Tacos are a universally loved dish, but sometimes you want to switch it up with a fresh twist. These Sweet Potato and Black Bean Tacos are a delicious, plant-based alternative to the classic taco. They’re not only full of vibrant flavors, but they also offer a balance of savory, sweet, and earthy notes that come together perfectly. With roasted sweet potatoes, hearty black beans, and a zesty topping, these tacos make for a filling and satisfying meal.
This recipe is easy to prepare and ideal for any night of the week. Plus, it’s customizable – you can add your favorite toppings like avocado, salsa, or cilantro, depending on what you prefer.
Ingredients:
- 2 medium sweet potatoes, peeled and diced
- 1 tablespoon olive oil
- 1 teaspoon ground cumin
- 1 teaspoon chili powder
- Salt and pepper to taste
- 1 can (15 ounces) black beans, drained and rinsed
- 8 small corn tortillas (or flour, if preferred)
- 1/2 cup red cabbage, shredded
- 1/4 cup fresh cilantro, chopped
- 1 lime, cut into wedges
- Optional toppings: sliced avocado, salsa, hot sauce, sour cream, or crumbled feta cheese
Instructions:
- Roast the Sweet Potatoes: Preheat your oven to 400°F (200°C). Place the diced sweet potatoes on a baking sheet, drizzle with olive oil, and season with cumin, chili powder, salt, and pepper. Toss to coat evenly. Roast for 25-30 minutes, tossing halfway through, until the sweet potatoes are tender and slightly caramelized.

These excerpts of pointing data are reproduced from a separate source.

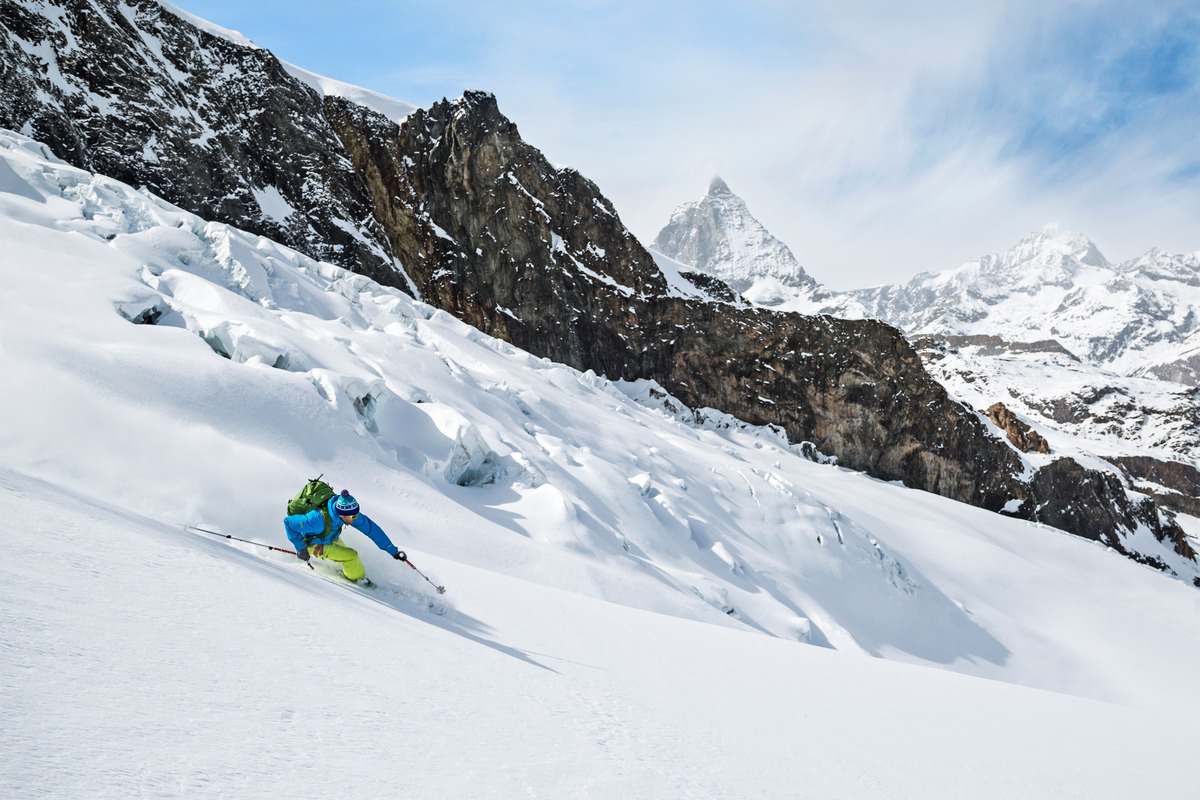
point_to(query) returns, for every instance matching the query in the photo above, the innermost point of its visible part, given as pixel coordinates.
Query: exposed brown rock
(1020, 433)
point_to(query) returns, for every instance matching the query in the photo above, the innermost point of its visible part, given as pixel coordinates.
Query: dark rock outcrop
(991, 344)
(1020, 433)
(1099, 505)
(132, 91)
(489, 230)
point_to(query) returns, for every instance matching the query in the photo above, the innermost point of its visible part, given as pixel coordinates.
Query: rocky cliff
(454, 205)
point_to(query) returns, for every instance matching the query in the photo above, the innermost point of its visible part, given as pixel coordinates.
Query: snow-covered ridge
(251, 367)
(394, 109)
(1137, 318)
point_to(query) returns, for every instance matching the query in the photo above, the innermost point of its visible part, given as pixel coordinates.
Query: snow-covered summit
(719, 236)
(1135, 318)
(628, 576)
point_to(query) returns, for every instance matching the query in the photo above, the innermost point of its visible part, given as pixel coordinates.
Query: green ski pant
(352, 566)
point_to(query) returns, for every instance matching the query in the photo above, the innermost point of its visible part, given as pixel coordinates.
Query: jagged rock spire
(719, 236)
(718, 186)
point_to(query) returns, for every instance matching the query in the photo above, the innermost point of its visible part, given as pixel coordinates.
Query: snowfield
(645, 601)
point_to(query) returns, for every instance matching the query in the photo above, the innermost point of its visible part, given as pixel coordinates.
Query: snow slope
(160, 665)
(537, 493)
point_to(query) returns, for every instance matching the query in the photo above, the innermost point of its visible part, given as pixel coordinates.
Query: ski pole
(442, 590)
(270, 547)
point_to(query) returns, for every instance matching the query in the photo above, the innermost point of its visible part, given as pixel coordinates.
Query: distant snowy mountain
(1137, 318)
(719, 236)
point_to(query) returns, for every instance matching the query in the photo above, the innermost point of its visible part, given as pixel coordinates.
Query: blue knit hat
(346, 505)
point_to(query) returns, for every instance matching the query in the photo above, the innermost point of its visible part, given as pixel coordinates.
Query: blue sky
(876, 139)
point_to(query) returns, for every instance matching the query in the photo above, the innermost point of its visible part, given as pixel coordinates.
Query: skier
(318, 530)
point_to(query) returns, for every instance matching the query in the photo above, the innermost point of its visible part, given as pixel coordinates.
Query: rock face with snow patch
(135, 91)
(489, 230)
(1137, 318)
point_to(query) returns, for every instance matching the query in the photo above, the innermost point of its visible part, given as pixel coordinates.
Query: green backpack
(313, 497)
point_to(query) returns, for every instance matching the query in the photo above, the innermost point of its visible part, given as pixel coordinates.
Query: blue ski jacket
(309, 529)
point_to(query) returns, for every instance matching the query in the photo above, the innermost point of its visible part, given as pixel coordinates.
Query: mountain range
(451, 205)
(1138, 318)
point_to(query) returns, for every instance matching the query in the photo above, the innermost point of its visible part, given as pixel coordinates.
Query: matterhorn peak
(719, 236)
(1055, 244)
(718, 186)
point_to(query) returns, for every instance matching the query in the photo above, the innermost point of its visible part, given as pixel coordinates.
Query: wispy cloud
(879, 139)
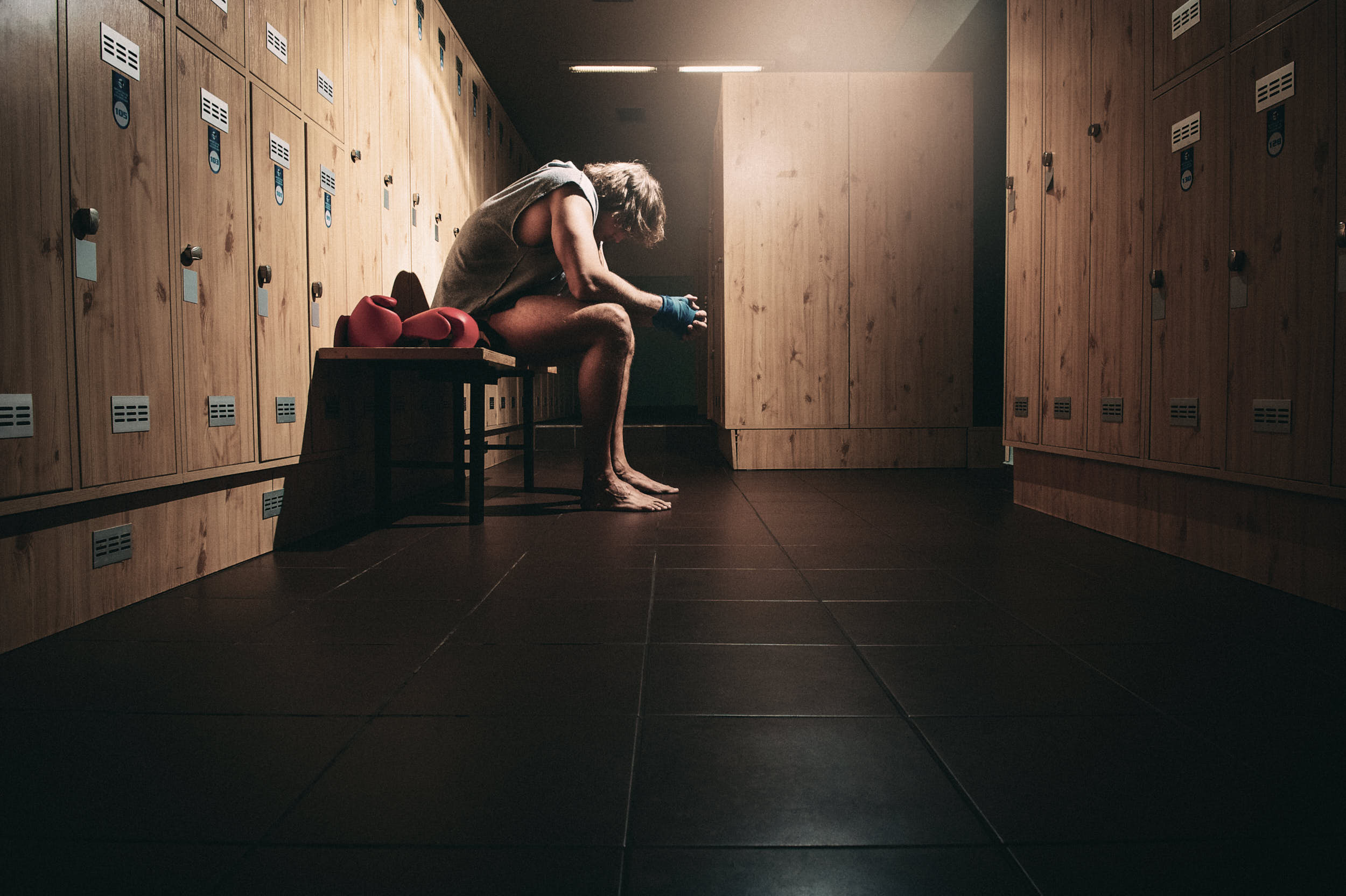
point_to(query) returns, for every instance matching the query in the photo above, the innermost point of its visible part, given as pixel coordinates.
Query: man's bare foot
(642, 482)
(615, 494)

- Heat the Black Beans: While the sweet potatoes are roasting, heat the black beans in a small saucepan over medium heat until warmed through. Stir occasionally and season with a pinch of salt and pepper.
- Prepare the Toppings: While the beans and sweet potatoes are cooking, prepare your taco toppings. Shred the red cabbage, chop the cilantro, and slice the lime into wedges. Set aside.
- Warm the Tortillas: In a dry skillet, warm the tortillas over medium heat for about 30 seconds on each side, or until soft and pliable. You can also warm them in the oven wrapped in foil for a few minutes.
- Assemble the Tacos: Once the sweet potatoes are done, start assembling your tacos. Layer each tortilla with a scoop of black beans, roasted sweet potatoes, shredded cabbage, and fresh cilantro.
- Add Toppings: Top with avocado, salsa, sour cream, or any of your favorite taco toppings. Squeeze a wedge of lime over each taco for a fresh burst of flavor.
These Sweet Potato and Black Bean Tacos are packed with nutrients and full of flavor. The natural sweetness of the roasted sweet potatoes pairs wonderfully with the earthy black beans, and the crunch of the cabbage adds a refreshing contrast. Whether you’re vegetarian or just looking for a lighter meal, these tacos are sure to satisfy your cravings.